04.02.2008 / 13:14 / Aleks Scholz liest: The Road to Reality (Roger Penrose)

Im Zigzag durch den Dirac-See (627-654)

Oktober 2007. In Oberschan/Schweiz findet die Konferenz "Physik im Wandel" statt. Eingeladen hat die Odermatt-Walter-Universität, gegründet vom Schweizer Forscher Professor Walter Odermatt*. Die OWU ist die einzige Universität weltweit, an der das korrekte Weltbild gelehrt wird, unbestritten eine wichtige Errungenschaft. Der Kongress ist einfach strukturiert, stundenlange Vorträge von Odermatt, Mittagessen, dann weiter mit Odermatt. Es geht darum, dass die moderne Physik am Ende ist. Die Widersprüche zu gross, die Experten drehen sich im Kreis, die fundamentalen Probleme ungelöst. Quantenmechanik und Relativitätstheorie weiterhin nur leblose Hüllen, so ganz ohne korrektes Weltbild. Drei Tage lang wird der Paradigmenwechsel beschworen. Physiker sind keine anwesend.


Schmutzige Tricks (Foto: Jan Bölsche)
Genau wie die Anthroposophen um Odermatt bin ich an einem toten Punkt angelangt, leider jedoch ohne mir einbilden zu können, über ein korrektes Weltbild zu verfügen. Das Standardmodell der Teilchenphysik (Kapitel 25), seit etwa vierzig Jahren das beste Modell, das wir haben, enthält drei "Generationen" Teilchen, insgesamt so 24 Sorten an kleinen Dingern und Antidingern, in verschiedenen Geschmäckern und Farben. Siebzehn fundamentale Parameter lässt das Standardmodell unerklärt, z.B. die Massen von Elektron und Proton, und die Schwerkraft kommt auch nicht darin vor. Das Modell funktioniert ansonsten wundervoll und liefert zuverlässige Vorhersagen für eine Vielzahl von, naja, exotischen Lebenslagen. Wenn man nichts davon versteht, entsteht trotzdem der Eindruck, es wäre etwas schiefgelaufen. Statt die Wirklichkeit zu beschreiben, beschreiben wir Messergebnisse, und zwar mit sehr aufwendigen theoretischen Tricks. 24 Teilchen mit Farben? Was soll daran bitte fundamental sein? Statt das Kaninchen wirklich verschwinden zu lassen, verstecken wir es einfach unter dem Hut und machen unschuldige Gesichter.

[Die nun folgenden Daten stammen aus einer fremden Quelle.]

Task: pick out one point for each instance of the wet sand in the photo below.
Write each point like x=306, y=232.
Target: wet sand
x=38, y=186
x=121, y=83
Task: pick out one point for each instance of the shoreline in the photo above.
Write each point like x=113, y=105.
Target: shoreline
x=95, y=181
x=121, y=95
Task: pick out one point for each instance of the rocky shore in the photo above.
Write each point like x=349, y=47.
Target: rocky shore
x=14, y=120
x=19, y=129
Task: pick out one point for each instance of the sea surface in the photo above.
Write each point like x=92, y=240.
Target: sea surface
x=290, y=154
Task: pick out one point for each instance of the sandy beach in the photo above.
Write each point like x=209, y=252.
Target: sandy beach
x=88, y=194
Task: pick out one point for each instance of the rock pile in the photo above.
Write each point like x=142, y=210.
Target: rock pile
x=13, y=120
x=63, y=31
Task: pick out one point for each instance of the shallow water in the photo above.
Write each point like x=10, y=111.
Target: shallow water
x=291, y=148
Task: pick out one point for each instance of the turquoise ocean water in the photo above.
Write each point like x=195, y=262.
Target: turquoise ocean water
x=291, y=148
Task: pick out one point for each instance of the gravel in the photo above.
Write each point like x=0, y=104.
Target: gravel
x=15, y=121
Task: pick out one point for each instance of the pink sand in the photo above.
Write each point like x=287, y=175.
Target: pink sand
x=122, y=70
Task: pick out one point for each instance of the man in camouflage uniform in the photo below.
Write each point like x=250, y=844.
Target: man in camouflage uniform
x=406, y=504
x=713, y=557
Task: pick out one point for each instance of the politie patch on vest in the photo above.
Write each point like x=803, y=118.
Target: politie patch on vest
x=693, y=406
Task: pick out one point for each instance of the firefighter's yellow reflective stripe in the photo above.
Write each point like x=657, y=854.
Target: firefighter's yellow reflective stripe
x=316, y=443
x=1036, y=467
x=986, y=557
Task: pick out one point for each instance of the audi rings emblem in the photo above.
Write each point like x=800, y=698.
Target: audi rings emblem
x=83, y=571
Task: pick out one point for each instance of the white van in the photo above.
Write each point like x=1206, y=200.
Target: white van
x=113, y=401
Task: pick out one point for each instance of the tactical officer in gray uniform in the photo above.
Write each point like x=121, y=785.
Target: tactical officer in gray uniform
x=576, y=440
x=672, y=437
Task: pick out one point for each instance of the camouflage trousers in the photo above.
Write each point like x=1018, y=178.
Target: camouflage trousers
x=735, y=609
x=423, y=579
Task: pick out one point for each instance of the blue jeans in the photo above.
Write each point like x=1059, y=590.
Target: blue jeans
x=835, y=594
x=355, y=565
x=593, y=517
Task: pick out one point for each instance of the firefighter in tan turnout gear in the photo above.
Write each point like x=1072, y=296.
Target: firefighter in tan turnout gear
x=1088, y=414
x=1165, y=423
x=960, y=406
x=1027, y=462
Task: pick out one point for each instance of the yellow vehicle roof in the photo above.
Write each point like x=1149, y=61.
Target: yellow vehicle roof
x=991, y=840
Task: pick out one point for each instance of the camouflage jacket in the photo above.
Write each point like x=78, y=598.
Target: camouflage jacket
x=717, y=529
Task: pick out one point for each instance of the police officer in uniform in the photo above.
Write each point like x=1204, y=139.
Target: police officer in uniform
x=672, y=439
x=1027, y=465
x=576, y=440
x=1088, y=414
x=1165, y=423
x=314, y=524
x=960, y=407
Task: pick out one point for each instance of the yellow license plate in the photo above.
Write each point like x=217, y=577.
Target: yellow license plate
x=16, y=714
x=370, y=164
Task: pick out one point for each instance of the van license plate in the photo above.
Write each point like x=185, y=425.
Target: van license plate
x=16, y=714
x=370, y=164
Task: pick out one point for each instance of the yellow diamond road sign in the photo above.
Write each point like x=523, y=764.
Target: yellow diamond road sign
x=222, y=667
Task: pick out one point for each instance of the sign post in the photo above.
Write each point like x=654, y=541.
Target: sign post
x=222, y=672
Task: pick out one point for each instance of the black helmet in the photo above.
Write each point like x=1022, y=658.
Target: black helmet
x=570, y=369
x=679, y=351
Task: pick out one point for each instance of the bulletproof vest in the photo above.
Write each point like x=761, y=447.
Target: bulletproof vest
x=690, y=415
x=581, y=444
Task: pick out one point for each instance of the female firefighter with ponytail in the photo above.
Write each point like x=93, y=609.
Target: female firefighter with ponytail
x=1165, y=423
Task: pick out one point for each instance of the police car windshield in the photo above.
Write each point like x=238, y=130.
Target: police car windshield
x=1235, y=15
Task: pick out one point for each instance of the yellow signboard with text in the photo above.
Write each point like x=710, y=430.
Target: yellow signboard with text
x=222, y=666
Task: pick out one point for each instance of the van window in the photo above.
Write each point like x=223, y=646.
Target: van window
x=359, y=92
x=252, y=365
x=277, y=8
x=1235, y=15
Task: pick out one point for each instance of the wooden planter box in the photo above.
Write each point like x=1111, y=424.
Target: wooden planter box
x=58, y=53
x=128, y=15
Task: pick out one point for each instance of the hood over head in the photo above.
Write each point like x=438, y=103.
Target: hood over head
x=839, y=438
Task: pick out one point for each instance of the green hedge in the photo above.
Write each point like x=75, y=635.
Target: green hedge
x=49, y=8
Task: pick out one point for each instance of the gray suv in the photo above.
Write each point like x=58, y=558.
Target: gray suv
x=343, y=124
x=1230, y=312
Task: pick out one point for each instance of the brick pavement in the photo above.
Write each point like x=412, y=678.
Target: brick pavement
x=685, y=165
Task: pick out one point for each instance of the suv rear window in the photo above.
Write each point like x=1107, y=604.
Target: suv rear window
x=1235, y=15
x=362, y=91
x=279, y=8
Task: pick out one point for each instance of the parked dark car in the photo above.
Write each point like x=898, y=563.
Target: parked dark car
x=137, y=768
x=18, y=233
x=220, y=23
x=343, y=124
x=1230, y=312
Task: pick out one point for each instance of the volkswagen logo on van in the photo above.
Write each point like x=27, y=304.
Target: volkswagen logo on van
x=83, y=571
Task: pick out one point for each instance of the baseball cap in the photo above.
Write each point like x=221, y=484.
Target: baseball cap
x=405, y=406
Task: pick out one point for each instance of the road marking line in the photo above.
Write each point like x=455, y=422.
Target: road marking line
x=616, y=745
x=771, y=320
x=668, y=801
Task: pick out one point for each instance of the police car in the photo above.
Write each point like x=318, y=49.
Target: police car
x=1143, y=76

Die Welt ist ein Schlammbad
(Foto: Jan Bölsche)
Aber natürlich ist das lediglich ein Zeichen meiner Ignoranz und schon bald werde ich damit anfangen, Tagungen auszurichten, bei denen ich der einzige Redner bin. Darum jetzt für eine Planckzeit elementare Gedanken aus dem Institut für Lyrik und Quantenfeldtheorie:

Typically a zig particle becomes a zag, and the zag then becomes a zig, this zig becoming a zag again, and so on for some finite stretch.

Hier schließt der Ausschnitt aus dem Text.